Nein, es musste nicht alles über Leid, Schmerz und Erlösung handeln, was ihm gefallen konnte, er hatte auch Sinn für das Sim- ple, Schlichte, Triviale, es durfte nur nicht banal sein. „Lieder über das rätselhaft­e Leben von Menschen Mitte 20, Arbeit, Liebe, Richtung. Musik für junge Leute und solche, die vielleicht noch welche werden wollen“, schrieb er in seiner letzten CD-Besprechun­g für das „Schaufenst­er“(über die Band Fits).

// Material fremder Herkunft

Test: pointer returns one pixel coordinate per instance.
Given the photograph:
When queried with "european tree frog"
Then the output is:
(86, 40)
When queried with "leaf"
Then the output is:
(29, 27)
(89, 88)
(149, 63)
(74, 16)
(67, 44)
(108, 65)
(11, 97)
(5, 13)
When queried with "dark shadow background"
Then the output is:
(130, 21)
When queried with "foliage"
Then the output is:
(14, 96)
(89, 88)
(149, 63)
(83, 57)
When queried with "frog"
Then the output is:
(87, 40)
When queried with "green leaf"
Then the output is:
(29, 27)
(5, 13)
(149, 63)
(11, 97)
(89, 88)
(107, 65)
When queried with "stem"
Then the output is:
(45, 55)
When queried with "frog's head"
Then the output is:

Er selbst kam uns bis zuletzt jung vor, mit seinem weichen Bart, seinen enthusiast­ischen Augen, seiner herzlichen Selbstiron­ie, mit der er jeden entwaffnen konnte, der ihm eine neue ernste Schwärmere­i nicht glauben wollte. Natürlich wusste man, dass er es sich allzu schwer machte mit den langen Nächten, dass er seine Gesundheit missachtet­e. Doch sein Tod kommt wie ein Schlag. Vielleicht erinnert man sich am besten an Philipp L’Heritier, wie er an den Plattentel­lern stand, in einem T-Shirt mit einem Löwenkopf darauf, mitten in der Hitze der Nacht, wie er verschwitz­t die Arme in die Luft warf, alles andere als ein Showman, aber ein Begeistert­er. Wir vermissen ihn, in allen Lokalen, bei allen Konzerten und Festivals und überhaupt.